Monday, 20 July 2015

The Art of Comparison


As much as I love the internet, I'm sure we can all agree on it's irresponsible tendency to encourage us girls to compare every aspect of our lives with others. From the Instagrammer always off on some exotic adventure to the Tweeter with the washboard abs and protein shake recipes - we contrast and compare endless parts of our existence with the online persona of strangers. 

She's a better Mum than me because she insists on story time every night and never lets her kid go to bed with the iPad.

She's a better person than me because she is banging on about giving blood for the third time this year and I don't think I have actually made the effort since before I got pregnant.

She's got a better body than me because every single picture she posts is her practising hot yoga or eating overnight oats.

She's prettier because she got the best angle in the best light yet probably took about 560 different shots and then spent 2 hours sifting and editing before she posted the perfect selfie.

She cooks amazing recipes every single night from scratch and would have a fit before she would allow a ready made microwave lasagne to take up residence in her strictly organic fridge freezer.

She must be loaded if she eats out as often as that and can pay someone to clean her flat.

She has more Twitter followers than me. 

She has a better life than me.

And it works the opposite way too. All too often we are all guilty of polishing our lives to make them nice and shiny for the purposes of the powerful internet. And why wouldn't we? It's depressing to be reminded about real life sometimes. We want to see hot mama's with their designer babies talking about how pro-breastfeeding they are while clutching their free Waitrose cappuccino with an extra shot. We indulge ourselves in constant streams of food pictures as the bloggers who actually made it 'recipe test' their next creation. We want to see that perfect pouty photo of you talking about your new favourite lip crayon even though deep down inside we know you are getting paid to say it.

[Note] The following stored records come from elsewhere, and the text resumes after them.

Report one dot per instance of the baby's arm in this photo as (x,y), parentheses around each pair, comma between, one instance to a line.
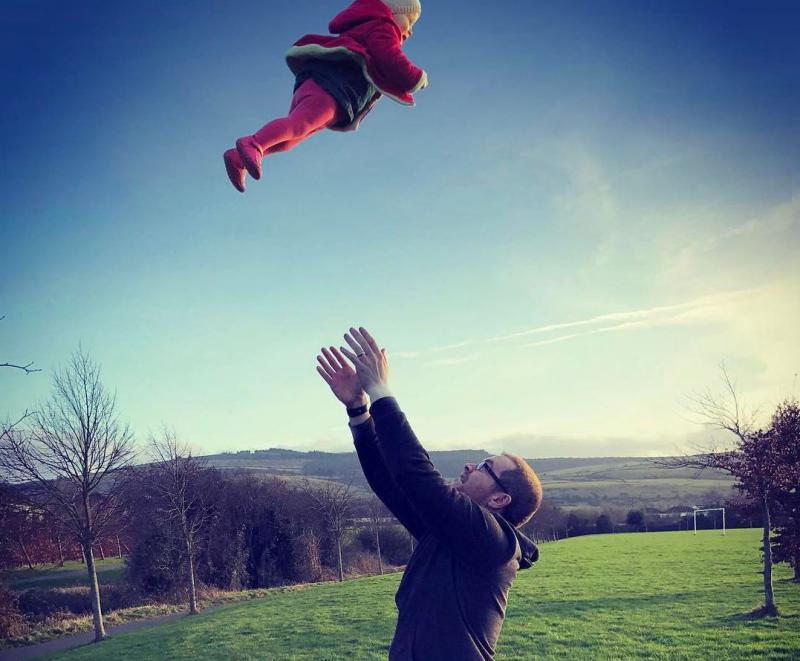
(388,56)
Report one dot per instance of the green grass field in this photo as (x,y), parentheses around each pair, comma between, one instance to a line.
(656,596)
(72,573)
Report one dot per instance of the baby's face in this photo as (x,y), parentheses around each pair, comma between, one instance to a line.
(405,22)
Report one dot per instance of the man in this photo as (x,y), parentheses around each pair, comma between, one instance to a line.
(452,599)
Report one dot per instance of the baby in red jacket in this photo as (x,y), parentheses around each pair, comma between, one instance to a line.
(338,79)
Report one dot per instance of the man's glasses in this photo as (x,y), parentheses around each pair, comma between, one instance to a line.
(485,466)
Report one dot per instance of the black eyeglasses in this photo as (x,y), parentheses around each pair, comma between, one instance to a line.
(485,466)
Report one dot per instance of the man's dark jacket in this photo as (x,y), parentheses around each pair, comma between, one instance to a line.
(452,599)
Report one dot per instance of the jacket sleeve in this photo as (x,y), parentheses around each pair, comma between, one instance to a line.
(380,480)
(389,59)
(469,530)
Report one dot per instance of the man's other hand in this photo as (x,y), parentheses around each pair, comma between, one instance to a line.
(342,379)
(370,362)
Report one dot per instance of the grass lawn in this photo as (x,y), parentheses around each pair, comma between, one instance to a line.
(72,573)
(656,596)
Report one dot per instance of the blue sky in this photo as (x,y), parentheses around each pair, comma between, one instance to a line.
(592,206)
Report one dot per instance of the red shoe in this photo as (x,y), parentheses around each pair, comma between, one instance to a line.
(251,155)
(235,169)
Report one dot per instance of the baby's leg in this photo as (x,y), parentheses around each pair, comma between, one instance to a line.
(312,109)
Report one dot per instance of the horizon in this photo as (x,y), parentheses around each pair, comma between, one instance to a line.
(577,224)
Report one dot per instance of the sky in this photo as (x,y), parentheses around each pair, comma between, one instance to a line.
(591,208)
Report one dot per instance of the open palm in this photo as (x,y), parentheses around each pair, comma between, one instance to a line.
(341,378)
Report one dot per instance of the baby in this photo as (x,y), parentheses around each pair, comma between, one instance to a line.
(338,79)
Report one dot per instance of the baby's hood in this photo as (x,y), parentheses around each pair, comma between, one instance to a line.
(361,11)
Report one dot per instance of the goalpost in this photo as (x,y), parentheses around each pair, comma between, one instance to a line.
(695,511)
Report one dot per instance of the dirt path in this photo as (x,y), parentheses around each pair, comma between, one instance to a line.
(77,573)
(68,642)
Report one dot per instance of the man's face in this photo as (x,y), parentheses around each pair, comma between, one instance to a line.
(479,484)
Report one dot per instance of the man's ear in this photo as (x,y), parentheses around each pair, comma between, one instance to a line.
(500,500)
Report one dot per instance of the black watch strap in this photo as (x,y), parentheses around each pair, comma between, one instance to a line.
(359,410)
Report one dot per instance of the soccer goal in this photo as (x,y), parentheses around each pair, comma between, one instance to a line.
(696,511)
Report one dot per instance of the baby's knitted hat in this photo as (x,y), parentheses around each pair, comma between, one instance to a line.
(409,7)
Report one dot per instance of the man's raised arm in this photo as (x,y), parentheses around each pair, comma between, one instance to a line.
(467,528)
(345,385)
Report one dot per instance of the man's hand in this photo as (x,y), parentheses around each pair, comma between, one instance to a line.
(370,362)
(341,378)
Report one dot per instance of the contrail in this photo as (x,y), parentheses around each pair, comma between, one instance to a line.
(624,320)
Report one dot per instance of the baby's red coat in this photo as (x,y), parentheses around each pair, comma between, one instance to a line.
(366,33)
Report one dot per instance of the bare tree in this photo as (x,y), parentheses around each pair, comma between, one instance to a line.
(25,368)
(377,512)
(749,462)
(175,476)
(333,501)
(72,457)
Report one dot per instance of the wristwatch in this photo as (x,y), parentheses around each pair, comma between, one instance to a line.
(359,410)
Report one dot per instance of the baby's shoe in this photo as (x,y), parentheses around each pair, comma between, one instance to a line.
(235,169)
(251,154)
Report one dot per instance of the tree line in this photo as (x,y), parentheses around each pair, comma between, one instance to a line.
(69,481)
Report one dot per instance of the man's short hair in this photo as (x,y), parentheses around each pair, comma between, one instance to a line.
(525,490)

There's nothing wrong with wanting to hide the bad stuff or avoiding the every day hum drum of what is essentially normal everyday life. I think it's ok to do this. As long as you don't lie to yourself as well. I think that's when it becomes dangerous.

I try to encourage a strict bedtime routine with Ava but when it's been a long day and I am dying for a glass of wine then I will absolutely give in and let her watch an hour of cBeebies on the iPlayer if it means I get some peace and quiet.

I have a list as long as my arm of 'things to do' and when I finally get round to getting my ass into the blood centre I will no doubt bang on about what a fucking saint I am on whatever social media channel is nearest to me.

I'm pissed off because I exercise a lot but don't seem to have magically turned into a size 6 yet. Deep down I know this is because every second photo I post on Instagram is of something sugary & full of carbs.

I don't post endless selfies because I am one of the least photogenic people you will ever meet and it is far too time consuming trying to find a decent shot of me that I actually like. Vain or insecure? Probably a little of both.

I cook loads because I adore it. Like writing, it is something I love and I doubt I will ever stop. 

I am far from rich but I forgo some things in order to indulge in others. I rarely buy new clothes or posh make-up. Instead I like to spend my money on trying that new Japanese place that's just opened in town. Or on paying someone else to hoover my flat because I genuinely just hate cleaning that much.

I think that when you scratch the surface we are all in a similar boat. We are all in this big social media perfect life competition with each other. And even the ones with the most perfect lives are probably comparing themselves with someone else. 

Perhaps we need to stop comparing ourselves with someone else and just start being nicer to ourselves?